下の図のように、多重化を実装するにREDOログファイルのグループを作成します。
ディスク障害に備えて、グループは異なるディスクに配置します。


アーカイブログ:古くなったログをアーカイブ

使用可能な最後のREDOログ・ファイルが一杯になると、最初のREDOログ・ファイルに戻って書込みを行い、再び循環を開始しますので、ログスイッチする前のログが消えてしまいます。

ログが消えてしまうとデータベースに障害が発生した場合、復旧ができなくなるので、満杯になったREDOログをコピーしたアーカイブログファイルとして保管します。

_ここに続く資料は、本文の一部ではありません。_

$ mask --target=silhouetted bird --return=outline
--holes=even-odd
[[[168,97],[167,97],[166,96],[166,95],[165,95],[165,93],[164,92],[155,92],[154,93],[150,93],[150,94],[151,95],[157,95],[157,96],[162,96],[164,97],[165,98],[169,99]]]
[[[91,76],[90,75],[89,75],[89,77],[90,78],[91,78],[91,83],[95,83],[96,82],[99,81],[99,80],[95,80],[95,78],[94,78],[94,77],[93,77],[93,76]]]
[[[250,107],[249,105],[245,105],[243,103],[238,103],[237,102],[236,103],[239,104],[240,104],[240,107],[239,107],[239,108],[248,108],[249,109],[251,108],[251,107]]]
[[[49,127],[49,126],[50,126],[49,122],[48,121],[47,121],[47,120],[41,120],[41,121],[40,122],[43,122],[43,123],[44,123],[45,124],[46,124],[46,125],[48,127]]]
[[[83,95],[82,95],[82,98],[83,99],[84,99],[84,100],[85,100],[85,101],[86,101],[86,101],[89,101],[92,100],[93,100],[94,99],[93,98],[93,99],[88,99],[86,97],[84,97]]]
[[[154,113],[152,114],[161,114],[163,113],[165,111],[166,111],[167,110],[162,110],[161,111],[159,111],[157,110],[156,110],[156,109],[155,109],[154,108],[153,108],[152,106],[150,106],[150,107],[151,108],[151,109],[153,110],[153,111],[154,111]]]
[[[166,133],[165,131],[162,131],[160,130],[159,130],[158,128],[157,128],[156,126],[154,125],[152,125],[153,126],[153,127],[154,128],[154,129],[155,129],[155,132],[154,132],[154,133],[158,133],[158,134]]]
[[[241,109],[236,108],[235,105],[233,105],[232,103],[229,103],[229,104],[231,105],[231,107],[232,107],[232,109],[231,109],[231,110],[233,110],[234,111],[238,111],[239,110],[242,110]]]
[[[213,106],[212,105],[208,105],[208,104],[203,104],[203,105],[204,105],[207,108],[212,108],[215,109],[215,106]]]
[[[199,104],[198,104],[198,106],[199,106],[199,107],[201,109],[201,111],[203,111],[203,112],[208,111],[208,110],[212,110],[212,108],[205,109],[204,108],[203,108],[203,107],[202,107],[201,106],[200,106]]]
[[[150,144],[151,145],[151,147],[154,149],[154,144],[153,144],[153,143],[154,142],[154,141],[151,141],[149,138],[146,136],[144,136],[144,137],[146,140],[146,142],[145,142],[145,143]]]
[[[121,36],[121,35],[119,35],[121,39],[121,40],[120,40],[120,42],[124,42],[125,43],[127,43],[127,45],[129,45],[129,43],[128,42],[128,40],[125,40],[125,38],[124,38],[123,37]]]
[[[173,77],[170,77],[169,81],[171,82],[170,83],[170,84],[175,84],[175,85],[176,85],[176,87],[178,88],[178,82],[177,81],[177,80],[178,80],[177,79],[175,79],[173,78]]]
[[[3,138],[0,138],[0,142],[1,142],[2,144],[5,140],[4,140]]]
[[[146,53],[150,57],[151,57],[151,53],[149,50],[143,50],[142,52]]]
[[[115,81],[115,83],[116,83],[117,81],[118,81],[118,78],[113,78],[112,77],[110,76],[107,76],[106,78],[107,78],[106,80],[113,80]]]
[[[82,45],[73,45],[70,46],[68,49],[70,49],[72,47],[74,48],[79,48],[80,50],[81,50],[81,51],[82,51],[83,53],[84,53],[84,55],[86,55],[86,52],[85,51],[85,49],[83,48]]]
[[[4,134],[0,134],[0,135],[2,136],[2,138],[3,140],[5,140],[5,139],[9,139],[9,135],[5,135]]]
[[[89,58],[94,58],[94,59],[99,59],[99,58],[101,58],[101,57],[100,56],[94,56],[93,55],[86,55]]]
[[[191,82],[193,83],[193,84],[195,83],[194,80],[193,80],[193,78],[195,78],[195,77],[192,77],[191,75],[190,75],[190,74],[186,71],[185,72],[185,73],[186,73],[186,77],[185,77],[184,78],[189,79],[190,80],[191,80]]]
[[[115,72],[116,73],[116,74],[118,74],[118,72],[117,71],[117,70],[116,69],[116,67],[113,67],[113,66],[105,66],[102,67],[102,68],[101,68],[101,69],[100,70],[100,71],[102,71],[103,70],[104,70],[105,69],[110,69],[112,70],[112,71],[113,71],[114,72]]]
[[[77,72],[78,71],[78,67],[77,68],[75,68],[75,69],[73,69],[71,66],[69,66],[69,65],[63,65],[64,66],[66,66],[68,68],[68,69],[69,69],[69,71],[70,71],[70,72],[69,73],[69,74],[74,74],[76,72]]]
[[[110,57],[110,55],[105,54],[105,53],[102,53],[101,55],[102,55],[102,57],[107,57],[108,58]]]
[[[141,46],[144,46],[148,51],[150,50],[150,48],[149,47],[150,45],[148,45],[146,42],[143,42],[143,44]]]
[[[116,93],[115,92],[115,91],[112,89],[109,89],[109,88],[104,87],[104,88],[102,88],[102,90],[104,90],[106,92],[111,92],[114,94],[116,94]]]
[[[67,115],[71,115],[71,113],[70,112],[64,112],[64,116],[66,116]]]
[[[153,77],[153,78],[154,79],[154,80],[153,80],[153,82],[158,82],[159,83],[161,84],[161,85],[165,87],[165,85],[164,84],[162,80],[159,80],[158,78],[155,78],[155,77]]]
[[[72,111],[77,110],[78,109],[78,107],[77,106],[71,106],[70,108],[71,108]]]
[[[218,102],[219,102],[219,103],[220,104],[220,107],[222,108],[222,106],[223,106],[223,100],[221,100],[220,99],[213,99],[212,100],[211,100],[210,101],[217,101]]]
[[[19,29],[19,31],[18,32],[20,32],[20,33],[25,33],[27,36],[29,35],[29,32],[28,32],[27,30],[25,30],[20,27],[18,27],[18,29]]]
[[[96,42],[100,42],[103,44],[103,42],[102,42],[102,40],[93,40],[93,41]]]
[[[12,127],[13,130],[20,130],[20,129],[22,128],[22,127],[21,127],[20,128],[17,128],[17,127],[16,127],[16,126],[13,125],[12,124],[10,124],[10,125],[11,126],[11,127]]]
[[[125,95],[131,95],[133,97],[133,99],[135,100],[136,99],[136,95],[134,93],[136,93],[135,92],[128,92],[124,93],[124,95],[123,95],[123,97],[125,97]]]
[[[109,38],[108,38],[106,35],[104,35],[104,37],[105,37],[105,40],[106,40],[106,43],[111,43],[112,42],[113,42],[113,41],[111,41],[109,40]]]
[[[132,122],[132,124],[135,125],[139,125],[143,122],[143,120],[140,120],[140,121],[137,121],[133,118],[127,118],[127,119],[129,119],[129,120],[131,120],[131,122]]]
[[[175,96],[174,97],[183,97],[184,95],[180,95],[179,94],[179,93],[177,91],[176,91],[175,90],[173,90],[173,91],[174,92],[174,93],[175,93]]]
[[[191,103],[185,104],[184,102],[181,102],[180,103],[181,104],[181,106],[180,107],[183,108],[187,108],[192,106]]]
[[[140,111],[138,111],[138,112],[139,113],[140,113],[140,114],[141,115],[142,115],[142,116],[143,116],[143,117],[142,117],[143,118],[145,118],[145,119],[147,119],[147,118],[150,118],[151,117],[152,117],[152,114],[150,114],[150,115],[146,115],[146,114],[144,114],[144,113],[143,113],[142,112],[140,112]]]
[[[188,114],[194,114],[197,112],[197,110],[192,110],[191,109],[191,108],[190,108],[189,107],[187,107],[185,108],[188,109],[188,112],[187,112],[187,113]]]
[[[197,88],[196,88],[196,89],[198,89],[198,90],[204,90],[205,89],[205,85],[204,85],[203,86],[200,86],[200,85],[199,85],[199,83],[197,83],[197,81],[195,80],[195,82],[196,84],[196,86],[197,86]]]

一杯になったグループは、ログスイッチの発生タイミングにどんどんアーカイブとしてコピーされます。


ログの目的はリカバリー

先ほどの章まででREDOログやアーカイブログ出力の説明をしてきましたが、このログを記録する一番の目的は障害発生時のリカバリーです。

ログを使用しない場合の復旧(不完全リカバリー)

通常、データベースは日次でバックアップを取っているのが一般的だと思います。
日次のバックアップだけですと、1日前の状態にもどってしまい、約1日分のデータは失われてしまうので、その日にシステムを使って登録・変更・削除した業務データが失われてしまいます。

例えば、毎日深夜にバックアップを取っているシステムがあったとします。
4月1日にバックアップが無事に取れ、翌日の4月2日に障害が発生してデータが壊れてしまったとします。

この場合、4月1日の深夜に取得したバックアップで復旧をするので、データは4月1日の深夜時点に戻ってしまい、4月2日の障害直前までに登録更新・変更・削除データは失われてしまいます。

システムにもよりますが、1日分の業務が水の泡というのは大きな損失です。

REDOログやアーカイブログを使用することで、障害発生直前に戻せます。

ログを使ったリカバリ(完全リカバリー)

REDOログ、アーカイブログを使うことで、例えバックアップは日次で取っていたとしても、障害発生直前に復旧をすることが可能になります。

日次バックアップを取っているデータベースの例で説明をします。
毎日深夜にバックアップを取っているデータベースで、4月2日にシステム障害発生が発生しました。

障害発生直前に戻すためには、4月1日のバックアップでリカバリーをしてから、4月1日のREDOログ、アーカイブログを使って復旧直前まで戻します。

データベースのバックアップ後にログは削除

REDOとアーカイブログは取り続けていると、ファイルのサイズが膨大になり、ディスクの空き領域がなくなってしまう事例が散見されます。
先ほどの章で説明したとおり、データベースの復旧は「バックアップデータ+バックアップ後のログ」を使うので、バックアップ取得後はそれまでのREDOログとアーカイブログは不要になります。
よって、データベースのバックアップを取得後にREDOログとアーカイブログの削除をするのが一般的です。